Il suo ritorno in campo dopo un mese di stop è stato subito prezioso per l'Olimpia Milano: stiamo parlando di Leandro Bolmaro, l'argentino classe 2000 che alla sua seconda stagione in Italia sta disputando la sua miglior EuroLeague con cifre da 10.9 punti, 4.1 rimbalzi e 2.8 assist con un incredibile 47.4% da tre punti. Bolmaro ha raccontato ai microfoni di Sky di quando è stato scelto al Draft NBA come 23ª scelta assoluta nel 2020: "Non ero pronto. Anche il mio inglese non era buono, la comunicazione è fondamentale. Per me l'NBA è ovviamente un business, in cui vedi tutto: trade, movimento, tutto quello che succede fuori dal campo ti coinvolge costantemente. Per me è frustrante. Ho deciso di andarci perché ero giovane, era il mio sogno ed era anche una grande opportunità economica. Oggi però ho cambiato mentalità. Per me i soldi non sono più la cosa importante ora. Certo, contano, devo pensare al mio futuro, non posso giocare fino a 60 anni, devo sfruttare il tempo in cui il mio corpo me lo permette", dice Bolmaro.
L'argentino non esclude un ritorno in NBA
"Allo stesso tempo do priorità alla persona e al giocatore. Per me è fondamentale sentirmi bene nella città, nel club, giocare. Nella mia testa questo è più importante dei solidi. Se non sei felice, perdono valore anche i soldi. Prima ero concentrato su tre cose che non mi permettevano di focalizzarmi sul gioco.

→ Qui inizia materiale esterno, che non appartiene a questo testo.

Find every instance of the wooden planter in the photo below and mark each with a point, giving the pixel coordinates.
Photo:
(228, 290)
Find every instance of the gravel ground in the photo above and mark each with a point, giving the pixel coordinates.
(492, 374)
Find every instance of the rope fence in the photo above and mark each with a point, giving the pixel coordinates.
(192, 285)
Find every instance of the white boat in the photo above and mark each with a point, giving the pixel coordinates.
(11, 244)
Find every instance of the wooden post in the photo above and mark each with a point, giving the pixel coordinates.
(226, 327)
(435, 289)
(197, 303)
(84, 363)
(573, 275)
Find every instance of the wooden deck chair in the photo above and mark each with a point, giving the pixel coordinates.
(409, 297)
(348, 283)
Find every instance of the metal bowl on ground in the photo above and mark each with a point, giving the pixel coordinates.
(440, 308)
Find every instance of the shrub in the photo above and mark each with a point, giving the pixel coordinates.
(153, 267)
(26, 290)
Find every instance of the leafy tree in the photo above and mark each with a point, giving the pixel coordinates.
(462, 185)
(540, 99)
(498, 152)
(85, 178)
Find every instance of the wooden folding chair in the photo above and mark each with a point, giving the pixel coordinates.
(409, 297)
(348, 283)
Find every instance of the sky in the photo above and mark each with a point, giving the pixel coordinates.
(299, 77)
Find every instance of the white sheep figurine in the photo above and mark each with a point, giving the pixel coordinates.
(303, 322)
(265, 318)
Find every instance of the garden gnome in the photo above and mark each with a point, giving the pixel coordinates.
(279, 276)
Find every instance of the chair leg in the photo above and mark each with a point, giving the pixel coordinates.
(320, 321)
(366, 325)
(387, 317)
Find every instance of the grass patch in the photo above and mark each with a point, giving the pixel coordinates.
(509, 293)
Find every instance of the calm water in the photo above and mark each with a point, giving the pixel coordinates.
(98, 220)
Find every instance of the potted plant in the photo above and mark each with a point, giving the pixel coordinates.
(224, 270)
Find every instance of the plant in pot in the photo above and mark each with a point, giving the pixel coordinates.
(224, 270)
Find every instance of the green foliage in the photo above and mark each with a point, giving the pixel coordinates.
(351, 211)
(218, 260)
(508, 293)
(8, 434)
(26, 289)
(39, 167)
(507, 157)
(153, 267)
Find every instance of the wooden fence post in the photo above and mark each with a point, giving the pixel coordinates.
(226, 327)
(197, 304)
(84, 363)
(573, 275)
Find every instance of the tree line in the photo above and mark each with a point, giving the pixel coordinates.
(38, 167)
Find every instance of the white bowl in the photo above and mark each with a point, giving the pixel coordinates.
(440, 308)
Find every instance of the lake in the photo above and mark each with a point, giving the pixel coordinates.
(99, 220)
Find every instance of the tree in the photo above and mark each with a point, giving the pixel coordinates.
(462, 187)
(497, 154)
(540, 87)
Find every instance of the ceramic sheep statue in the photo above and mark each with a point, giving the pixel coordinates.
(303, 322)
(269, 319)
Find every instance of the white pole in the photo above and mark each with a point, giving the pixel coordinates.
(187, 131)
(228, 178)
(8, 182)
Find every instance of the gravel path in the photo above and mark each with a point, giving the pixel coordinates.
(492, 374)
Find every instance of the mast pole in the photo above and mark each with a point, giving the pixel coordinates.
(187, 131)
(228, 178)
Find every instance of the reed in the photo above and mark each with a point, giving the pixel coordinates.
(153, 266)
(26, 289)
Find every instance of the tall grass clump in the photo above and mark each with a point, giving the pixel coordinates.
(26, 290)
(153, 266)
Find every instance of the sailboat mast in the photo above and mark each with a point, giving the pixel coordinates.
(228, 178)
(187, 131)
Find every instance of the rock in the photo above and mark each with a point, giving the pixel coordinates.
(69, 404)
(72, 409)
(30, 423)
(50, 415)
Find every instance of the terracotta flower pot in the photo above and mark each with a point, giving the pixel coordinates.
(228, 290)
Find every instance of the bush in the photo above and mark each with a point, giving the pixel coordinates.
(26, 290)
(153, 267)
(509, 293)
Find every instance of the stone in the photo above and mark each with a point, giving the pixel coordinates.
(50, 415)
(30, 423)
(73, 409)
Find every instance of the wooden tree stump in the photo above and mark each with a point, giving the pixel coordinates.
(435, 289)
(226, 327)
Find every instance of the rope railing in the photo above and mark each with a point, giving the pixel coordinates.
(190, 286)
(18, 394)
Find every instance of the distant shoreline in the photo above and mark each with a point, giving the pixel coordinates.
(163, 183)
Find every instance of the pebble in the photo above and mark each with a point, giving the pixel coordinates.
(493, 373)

Oggi è tutto diverso: sono più maturo, parlo meglio inglese, mi sento più pronto fisicamente. Il livello atletico è altissimo. Ora mi sento molto più a mio agio. Ma penso al presente, passo dopo passo. Magari in futuro potrei riprovarci".
Il presente all'Olimpia Milano
"Adesso sto giocando e mi sto divertendo tantissimo. Mentalmente è come dire "wow", un cambiamento enorme.Non c'è stress, distrazioni, mi concentro sul basket. La scorsa stagione non è stata facile mentalmente, ma grazie al mio psicologo sono riuscito a esprimermi. Parlare con qualcuno. Lui vede le partite dalla TV, quindi non può vedere cosa succede dentro di me, però io gli spiego quello che sento, quello che penso e quello che devo fare. Posso dire che è un po' come Chat GPT ma come persona. Anche questa estate ho lavorato con lui, non sono sull'aspetto mentale ma anche sulla concentrazione, esercizi che faccio ogni giorno per rimanere focalizzato, lavorare sulla visione, mantenere l'istinto. Tutto questo mi aiuta ogni giorno. Una persona così ti mantiene umile, ti dice la verità, è onesta. Non mi mentirà, lavoriamo come squadra, mi dirà sempre la verità. Ed è prezioso quando si parla di basket".
Manu Ginobili
"Ho imparato tanto da Manu Ginobili: anche nei periodi in cui nello sport non giocava e, in NBA, nei primi anni in cui non era sempre coinvolto, continuava ad andare ogni giorno al 100%. È durissimo quando non giochi — lo dico perché l’ho vissuto. Da lui ho preso questo: la mentalità della costanza. Oggi lo faccio anch’io, anche dopo ogni allenamento: ho la mia routine. Non per forza gli stessi esercizi, ma l’approccio: continuità, disciplina e disponibilità totale".